Diffuse reflectance-based femtosecond stimulated Raman spectroscopy of opaque systems

Raman spectroscopy is a non-invasive and non-destructive technique that obtains vibrational information of a system but is notorious for producing small signals. By measuring the vibrational spectrum of a system through femtosecond stimulated Raman spectroscopy (FSRS), we can measure the detailed ultrafast structural dynamics of the system upon photoexcitation. Additionally, stimulated Raman scattering (SRS) is known to greatly increase the magnitude of detected signal relative to traditional spontaneous Raman spectroscopy. However, typical FSRS experiments require transparent samples. To overcome this limitation, we adjusted the collection optics used in traditional FSRS experiments to collect a diffusely reflected probe pulse as it scattered off opaque, turbid samples.
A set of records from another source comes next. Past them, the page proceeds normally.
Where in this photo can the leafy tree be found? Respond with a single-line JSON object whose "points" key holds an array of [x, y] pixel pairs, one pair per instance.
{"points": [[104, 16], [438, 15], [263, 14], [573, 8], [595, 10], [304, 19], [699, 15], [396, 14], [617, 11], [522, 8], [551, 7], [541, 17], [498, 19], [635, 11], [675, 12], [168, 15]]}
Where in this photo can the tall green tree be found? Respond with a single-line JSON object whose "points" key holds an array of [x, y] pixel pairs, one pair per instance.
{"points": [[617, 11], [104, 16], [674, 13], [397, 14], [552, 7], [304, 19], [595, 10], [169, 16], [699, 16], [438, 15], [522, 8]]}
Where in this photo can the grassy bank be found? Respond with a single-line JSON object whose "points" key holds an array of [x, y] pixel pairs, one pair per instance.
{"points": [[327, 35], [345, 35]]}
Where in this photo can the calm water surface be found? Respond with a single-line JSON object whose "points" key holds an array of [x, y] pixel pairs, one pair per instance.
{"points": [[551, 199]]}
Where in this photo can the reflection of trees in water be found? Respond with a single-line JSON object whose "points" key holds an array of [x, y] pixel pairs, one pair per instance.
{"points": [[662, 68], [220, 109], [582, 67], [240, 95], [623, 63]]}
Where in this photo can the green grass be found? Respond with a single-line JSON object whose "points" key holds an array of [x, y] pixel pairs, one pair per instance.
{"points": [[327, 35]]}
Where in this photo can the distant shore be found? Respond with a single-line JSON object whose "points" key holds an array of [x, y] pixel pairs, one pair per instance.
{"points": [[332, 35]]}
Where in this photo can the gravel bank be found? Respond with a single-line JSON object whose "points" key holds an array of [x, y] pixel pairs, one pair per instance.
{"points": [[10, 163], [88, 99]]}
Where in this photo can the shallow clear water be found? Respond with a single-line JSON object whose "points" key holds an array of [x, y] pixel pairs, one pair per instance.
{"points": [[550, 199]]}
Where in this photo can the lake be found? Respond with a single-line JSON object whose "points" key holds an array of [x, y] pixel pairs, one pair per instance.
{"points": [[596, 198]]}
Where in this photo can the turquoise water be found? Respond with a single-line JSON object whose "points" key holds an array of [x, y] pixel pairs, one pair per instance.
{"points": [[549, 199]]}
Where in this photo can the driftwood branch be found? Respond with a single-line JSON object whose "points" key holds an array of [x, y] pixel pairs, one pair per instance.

We collected the ground-state stimulated Raman spectra of 12.5% (v:v) ethanol in a 1% intralipid solution and cyclohexane-intercalated poly(tetrafluoroethylene) microbeads. Further, we characterized the SRS signal obtained by comparing the signal intensity and incident pump-probe polarization dependence of the data collected using both traditional FSRS and diffuse reflectance-based FSRS (drFSRS). While the initial drFSRS experiments focused on obtaining the ground-state Raman spectrum of several opaque systems, improvements to drFSRS could allow for the measurement of ultrafast structural dynamics of opaque systems.